By Terri Schlichenmeyer
The Truth Contributor
Honesty is the best policy.
That’s what they say, anyhow. The truth will set you free, that’s another one. But then there are those little lies that get you by, social ones to avoid hurt, the-check-is-in-the-mail whoppers that avoid trouble, and you start to wonder about this policy thing. Sometimes, as in the new book Black Boy Smile by D. Watkins, ly¬ing is surviving.
It might not have been the first time D. Watkins lied, but the lie he told when he was about to start school was the first one he remembers: he stood up for a friend whose Game Boy was stolen. When adults asked how D. got hurt, he didn’t tell them that a bigger boy beat him up. Instead, he said he “fell down playing basketball.”
He didn’t want to go away to summer camp when he was nine. He didn’t want to leave his friends in his east Baltimore neighborhood, but his mother lied and said his cousins were going. At camp, he lied to get into the cabin where he thought his cousins would be, and he lied about being experienced with girls. When he left, he was overjoyed to escape, but not before lying about returning the following year.
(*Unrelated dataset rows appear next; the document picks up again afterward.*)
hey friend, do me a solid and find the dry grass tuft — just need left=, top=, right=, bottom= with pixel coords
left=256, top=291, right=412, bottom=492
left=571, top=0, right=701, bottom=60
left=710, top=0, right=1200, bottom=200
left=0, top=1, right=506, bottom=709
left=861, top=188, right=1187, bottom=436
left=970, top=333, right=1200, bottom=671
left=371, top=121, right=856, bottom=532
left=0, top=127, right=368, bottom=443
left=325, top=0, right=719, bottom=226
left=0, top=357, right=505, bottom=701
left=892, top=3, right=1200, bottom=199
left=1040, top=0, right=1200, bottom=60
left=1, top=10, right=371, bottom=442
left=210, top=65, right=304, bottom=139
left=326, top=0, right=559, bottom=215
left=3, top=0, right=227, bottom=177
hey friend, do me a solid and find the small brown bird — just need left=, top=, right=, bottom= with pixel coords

He lied for his father, when they couldn’t get a “hack” to take them home on a rainy night. He denied that his father was a junkie, knowing that his Dad was shooting up. He said he was “straight” (meaning all good) when his cousin was murdered, but he was devastated inside. He omitted the fact that he was dealing drugs when he spoke with his dad later. He lied to women, he fibbed to friends, he lied to his mother, to a nurse, and to himself.
And then someone left him a book that changed his life. He discovered things about himself that pointed him in a direction he wanted to go. He met a woman who loved him and taught him to love. And though he didn’t totally give up sins of omission, he learned the unpolished truth about telling mistruths.
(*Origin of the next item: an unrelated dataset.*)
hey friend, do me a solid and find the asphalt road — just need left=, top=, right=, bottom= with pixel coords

The title of this book should give you one big clue about its content. That last word, it’s true: Black Boy Smile will make you smile, too.
Reading this memoir is like going through a pile of pictures with author D. Watkins. Here’s a snapshot, taken when he was small. Here’s a bunch, taken his summer at camp and boy, that was wild. Here he is as a teen, a friend, a drug dealer. Early tales invite readers to laugh at the typical-kid-ness of it all; later ones make us shake our heads at what might’ve happened and the lies that kept it all going. Each is told in a relaxed manner that lets readers know that not all lies lead to bad things.
Without being a spoiler, that’s something you can count on. Don’t peek ahead, but Black Boy Smile has the sweet kind of ending you want in a memoir, and that’s the honest truth.